To horizontally scale |RCE| you should use the following steps:
1. In the :file:`/home/{user}/.rccontrol/{instance-id}/rhodecode.ini` file,
set ``instance_id = *``. This enables |RCE| to use multiple nodes.
2. Define the number of worker threads using the formula
:math:`(2 * Cores) + 1`. For example 4 CPU cores would lead to
:math:`(2 * 4) + 1 = 9` workers. In some cases it's ok to increase number of
workers even beyond this formula. Generally the more workers, the more
simultaneous connections the system can handle.
It is recommended to create another dedicated |RCE| instance to handle
traffic from build farms or continuous integration servers.
.. note::
You should configure your load balancing accordingly. We recommend writing
load balancing rules that will separate regular user traffic from
automated process traffic like continuous servers or build bots.

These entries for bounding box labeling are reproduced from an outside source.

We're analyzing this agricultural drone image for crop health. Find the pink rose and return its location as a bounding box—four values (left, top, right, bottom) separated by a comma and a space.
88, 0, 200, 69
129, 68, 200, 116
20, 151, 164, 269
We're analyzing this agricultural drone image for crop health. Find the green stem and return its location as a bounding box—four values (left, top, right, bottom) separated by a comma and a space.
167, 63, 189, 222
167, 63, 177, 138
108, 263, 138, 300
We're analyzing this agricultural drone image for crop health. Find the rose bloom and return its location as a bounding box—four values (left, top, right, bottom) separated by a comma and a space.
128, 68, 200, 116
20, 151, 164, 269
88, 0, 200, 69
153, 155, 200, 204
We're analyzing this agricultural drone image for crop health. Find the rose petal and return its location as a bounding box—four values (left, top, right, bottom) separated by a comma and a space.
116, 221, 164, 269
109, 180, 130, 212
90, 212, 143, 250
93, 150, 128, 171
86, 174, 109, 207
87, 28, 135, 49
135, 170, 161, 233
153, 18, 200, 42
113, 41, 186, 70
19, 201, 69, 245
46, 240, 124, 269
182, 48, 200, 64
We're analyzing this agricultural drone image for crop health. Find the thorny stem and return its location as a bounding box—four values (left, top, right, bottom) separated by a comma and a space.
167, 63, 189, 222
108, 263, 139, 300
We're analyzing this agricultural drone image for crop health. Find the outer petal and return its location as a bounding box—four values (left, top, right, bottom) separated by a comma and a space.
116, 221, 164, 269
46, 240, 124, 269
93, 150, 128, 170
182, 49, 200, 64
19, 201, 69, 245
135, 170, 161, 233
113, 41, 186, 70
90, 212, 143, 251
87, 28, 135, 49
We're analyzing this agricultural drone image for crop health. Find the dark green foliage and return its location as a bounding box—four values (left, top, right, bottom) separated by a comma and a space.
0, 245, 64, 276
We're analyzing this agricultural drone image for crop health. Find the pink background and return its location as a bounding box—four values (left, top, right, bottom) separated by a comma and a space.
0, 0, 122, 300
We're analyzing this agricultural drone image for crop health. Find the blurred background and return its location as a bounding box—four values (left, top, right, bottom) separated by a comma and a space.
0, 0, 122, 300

If you scale across different machines, each |RCE| instance needs to store
its data on a shared disk, preferably together with your repositories. This
data directory contains template caches, a whoosh index,
and is used for task locking to ensure safety across multiple instances. To
do this, set the following properties in the
:file:`/home/{user}/.rccontrol/{instance-id}/rhodecode.ini` file to set
the shared location across all |RCE| instances.
.. code-block:: ini
cache_dir = /file/path # set to shared directory location
search.location = /file/path # set to shared directory location
beaker.cache.data_dir = /file/path # set to shared directory location
beaker.cache.lock_dir = /file/path # set to shared directory location
.. note::
If Celery is used on each instance then you should run separate Celery
instances, but the message broker should be the same for all of them.
This excludes one RabbitMQ shared server.